Political theorists have offered a plethora of explanations as to why bureaucracy undermines moral agency, but these do not travel well to the street level. The literature in social psychology on coping mechanisms is more illuminating, and can help us understand how the pressures of everyday work gradually force street-level bureaucrats into a variety of reductive moral dispositions. I suggest that resisting the drift towards such dispositions call less for the development of a set of virtuous character traits than for the judicious deployment of a regime of everyday practices of the self, and the creation of an organizational culture sensitive to a plurality of competing normative considerations.
About the Speaker:
Bernardo Zacka is an Assistant Professor of political science at MIT. He is a political theorist with an interest in ethnographic methods. His research focuses on the normative challenges that arise in the course of public policy implementation. He is interested in understanding how the organizational environment in which public officials are situated affects their capacity to operate as sound and balanced moral agents. Zacka is also interested, more broadly, in normative political theory, architecture and urbanism, and 20th century European political thought.

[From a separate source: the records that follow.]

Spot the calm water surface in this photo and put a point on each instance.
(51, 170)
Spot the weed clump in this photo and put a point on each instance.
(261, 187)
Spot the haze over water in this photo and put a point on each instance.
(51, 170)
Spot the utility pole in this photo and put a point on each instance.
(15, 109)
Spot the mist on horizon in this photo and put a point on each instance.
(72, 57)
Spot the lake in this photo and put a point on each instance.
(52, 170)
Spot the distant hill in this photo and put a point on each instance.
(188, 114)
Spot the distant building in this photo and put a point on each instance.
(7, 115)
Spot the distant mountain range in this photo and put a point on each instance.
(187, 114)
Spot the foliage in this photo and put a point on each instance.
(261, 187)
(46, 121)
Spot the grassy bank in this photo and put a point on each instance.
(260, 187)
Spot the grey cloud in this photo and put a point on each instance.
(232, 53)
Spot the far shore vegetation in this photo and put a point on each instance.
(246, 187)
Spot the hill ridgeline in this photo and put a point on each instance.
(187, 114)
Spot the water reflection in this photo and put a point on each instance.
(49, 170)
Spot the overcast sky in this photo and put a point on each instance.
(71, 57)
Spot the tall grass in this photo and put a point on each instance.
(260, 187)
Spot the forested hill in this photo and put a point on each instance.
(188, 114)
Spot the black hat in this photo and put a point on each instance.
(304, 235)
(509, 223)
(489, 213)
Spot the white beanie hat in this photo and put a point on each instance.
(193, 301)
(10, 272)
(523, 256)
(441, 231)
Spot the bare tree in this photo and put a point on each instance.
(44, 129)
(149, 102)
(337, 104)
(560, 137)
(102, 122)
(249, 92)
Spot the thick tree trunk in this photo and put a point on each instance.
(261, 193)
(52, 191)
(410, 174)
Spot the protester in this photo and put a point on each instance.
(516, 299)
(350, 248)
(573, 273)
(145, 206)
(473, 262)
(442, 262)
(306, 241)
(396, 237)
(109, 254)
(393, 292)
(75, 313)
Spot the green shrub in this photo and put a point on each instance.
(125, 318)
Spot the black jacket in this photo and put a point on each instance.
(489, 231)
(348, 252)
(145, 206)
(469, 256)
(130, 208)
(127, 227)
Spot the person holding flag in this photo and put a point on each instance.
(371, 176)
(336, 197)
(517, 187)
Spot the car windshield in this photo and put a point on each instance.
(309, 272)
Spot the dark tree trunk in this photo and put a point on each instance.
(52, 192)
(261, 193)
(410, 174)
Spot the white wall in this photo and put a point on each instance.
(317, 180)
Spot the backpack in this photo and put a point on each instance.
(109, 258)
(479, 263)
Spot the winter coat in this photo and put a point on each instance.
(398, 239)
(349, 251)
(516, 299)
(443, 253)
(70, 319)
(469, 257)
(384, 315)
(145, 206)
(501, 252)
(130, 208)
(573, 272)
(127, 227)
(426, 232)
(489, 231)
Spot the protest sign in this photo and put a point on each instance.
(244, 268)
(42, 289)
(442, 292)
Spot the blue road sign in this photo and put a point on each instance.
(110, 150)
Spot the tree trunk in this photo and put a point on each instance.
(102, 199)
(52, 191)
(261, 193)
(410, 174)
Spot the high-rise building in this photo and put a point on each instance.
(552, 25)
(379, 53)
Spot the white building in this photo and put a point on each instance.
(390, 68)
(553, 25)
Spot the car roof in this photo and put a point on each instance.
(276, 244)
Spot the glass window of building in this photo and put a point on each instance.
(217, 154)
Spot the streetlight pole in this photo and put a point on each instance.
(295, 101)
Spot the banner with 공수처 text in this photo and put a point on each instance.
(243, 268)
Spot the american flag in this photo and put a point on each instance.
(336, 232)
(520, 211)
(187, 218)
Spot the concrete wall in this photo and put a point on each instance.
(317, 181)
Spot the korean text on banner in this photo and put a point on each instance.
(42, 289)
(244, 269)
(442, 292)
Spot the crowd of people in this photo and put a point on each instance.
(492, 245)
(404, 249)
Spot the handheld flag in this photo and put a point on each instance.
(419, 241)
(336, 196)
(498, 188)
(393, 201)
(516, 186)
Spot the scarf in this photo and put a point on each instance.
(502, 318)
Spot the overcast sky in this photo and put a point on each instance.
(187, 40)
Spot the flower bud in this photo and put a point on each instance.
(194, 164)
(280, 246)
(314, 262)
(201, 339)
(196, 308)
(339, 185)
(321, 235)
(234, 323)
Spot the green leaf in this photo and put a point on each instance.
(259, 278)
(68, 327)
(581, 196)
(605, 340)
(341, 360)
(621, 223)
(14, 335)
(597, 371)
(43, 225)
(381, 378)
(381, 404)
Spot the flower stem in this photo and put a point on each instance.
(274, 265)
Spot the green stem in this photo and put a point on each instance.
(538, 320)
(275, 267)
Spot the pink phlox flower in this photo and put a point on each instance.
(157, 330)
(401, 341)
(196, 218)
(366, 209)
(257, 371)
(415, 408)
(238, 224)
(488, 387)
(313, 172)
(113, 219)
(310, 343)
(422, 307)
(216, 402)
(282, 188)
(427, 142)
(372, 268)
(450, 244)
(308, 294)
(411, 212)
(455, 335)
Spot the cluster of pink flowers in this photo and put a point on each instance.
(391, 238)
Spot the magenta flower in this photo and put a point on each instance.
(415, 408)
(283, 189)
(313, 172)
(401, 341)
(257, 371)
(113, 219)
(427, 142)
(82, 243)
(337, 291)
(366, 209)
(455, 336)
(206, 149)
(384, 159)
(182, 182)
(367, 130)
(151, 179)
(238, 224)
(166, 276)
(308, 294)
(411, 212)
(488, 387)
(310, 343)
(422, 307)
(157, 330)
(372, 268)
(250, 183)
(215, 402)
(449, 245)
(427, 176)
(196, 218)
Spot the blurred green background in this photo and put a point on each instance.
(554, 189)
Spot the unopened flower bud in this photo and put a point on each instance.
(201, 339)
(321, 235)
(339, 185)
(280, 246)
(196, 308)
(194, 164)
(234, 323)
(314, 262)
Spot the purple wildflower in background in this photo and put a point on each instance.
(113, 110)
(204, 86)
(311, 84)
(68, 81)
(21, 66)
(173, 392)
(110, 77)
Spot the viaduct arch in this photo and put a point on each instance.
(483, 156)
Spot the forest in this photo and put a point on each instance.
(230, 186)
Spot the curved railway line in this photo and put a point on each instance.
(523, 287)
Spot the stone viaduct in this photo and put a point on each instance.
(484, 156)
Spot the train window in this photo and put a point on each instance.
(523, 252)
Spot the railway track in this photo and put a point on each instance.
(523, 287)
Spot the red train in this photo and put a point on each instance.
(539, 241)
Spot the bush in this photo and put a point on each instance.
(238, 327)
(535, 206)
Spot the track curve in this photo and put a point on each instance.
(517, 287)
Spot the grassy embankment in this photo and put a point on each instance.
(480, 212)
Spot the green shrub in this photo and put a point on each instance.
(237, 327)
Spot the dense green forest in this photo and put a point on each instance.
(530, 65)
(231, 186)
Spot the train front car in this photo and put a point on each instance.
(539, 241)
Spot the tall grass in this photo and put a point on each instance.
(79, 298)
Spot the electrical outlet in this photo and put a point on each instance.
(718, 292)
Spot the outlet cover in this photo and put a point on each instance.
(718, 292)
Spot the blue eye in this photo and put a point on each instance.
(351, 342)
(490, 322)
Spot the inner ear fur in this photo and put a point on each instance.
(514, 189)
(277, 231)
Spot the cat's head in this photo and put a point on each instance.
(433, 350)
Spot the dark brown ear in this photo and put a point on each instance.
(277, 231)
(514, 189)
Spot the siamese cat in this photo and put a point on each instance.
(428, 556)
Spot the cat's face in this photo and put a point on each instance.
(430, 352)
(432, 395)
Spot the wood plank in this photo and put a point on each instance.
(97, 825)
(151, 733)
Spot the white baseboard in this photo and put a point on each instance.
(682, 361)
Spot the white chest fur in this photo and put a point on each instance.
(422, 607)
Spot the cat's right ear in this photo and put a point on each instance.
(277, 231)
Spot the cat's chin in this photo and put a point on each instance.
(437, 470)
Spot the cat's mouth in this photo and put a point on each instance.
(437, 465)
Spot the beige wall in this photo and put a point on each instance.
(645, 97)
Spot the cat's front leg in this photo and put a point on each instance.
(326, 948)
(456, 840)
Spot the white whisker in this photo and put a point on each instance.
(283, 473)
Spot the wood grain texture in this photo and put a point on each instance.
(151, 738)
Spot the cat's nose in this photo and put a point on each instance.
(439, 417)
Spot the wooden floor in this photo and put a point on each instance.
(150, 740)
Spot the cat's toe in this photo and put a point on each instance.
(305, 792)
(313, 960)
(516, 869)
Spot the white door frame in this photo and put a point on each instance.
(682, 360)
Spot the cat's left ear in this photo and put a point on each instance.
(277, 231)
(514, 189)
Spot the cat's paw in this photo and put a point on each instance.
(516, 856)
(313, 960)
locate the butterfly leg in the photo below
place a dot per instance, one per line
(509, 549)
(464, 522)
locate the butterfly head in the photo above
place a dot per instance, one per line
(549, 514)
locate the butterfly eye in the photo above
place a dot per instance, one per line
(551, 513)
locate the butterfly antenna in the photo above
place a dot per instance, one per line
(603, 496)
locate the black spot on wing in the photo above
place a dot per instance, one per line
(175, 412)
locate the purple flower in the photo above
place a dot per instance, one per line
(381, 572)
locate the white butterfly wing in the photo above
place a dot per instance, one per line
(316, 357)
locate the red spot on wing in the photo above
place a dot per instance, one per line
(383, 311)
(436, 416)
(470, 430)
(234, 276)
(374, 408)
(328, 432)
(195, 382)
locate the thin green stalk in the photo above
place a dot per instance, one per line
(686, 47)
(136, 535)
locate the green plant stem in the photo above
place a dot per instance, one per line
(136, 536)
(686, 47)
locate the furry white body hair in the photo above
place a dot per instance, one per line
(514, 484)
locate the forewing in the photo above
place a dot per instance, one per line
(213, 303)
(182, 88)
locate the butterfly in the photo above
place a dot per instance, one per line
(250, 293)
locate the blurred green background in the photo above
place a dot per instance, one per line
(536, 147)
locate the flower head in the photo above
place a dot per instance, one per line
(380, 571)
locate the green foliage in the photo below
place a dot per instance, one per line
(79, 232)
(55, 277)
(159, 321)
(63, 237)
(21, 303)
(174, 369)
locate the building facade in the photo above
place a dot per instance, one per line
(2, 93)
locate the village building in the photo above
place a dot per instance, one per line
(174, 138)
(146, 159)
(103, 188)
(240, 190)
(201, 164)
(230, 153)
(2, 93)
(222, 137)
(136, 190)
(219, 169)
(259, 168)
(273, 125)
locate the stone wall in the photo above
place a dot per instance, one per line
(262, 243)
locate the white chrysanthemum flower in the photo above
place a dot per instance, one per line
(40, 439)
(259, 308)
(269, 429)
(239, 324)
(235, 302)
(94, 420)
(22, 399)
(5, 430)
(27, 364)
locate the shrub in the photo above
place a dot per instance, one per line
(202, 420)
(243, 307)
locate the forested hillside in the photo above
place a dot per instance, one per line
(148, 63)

Zacka’s first book, When the State Meets the Street: Public Service and Moral Agency, was published by Harvard University Press in 2017. It explores the everyday moral lives of the frontline public workers, or “street-level bureaucrats”, who act as intermediaries between citizens and the state. It won the 2018 Charles Taylor book award from the Interpretive Methodologies and Methods group of the American Political Science Association, and it builds on Zacka’s doctoral dissertation, which won the 2015 Robert Noxon Toppan prize for the best dissertation on a subject of political science at Harvard University.
Prior to joining MIT, Zacka was a junior research fellow at Christ’s College, Cambridge and a postdoctoral fellow at the Center for Ethics in Society at Stanford. He holds a B.S. in Electrical Engineering and Computer Science from MIT (2005), and received his Ph.D. from the Department of Government at Harvard University in 2015.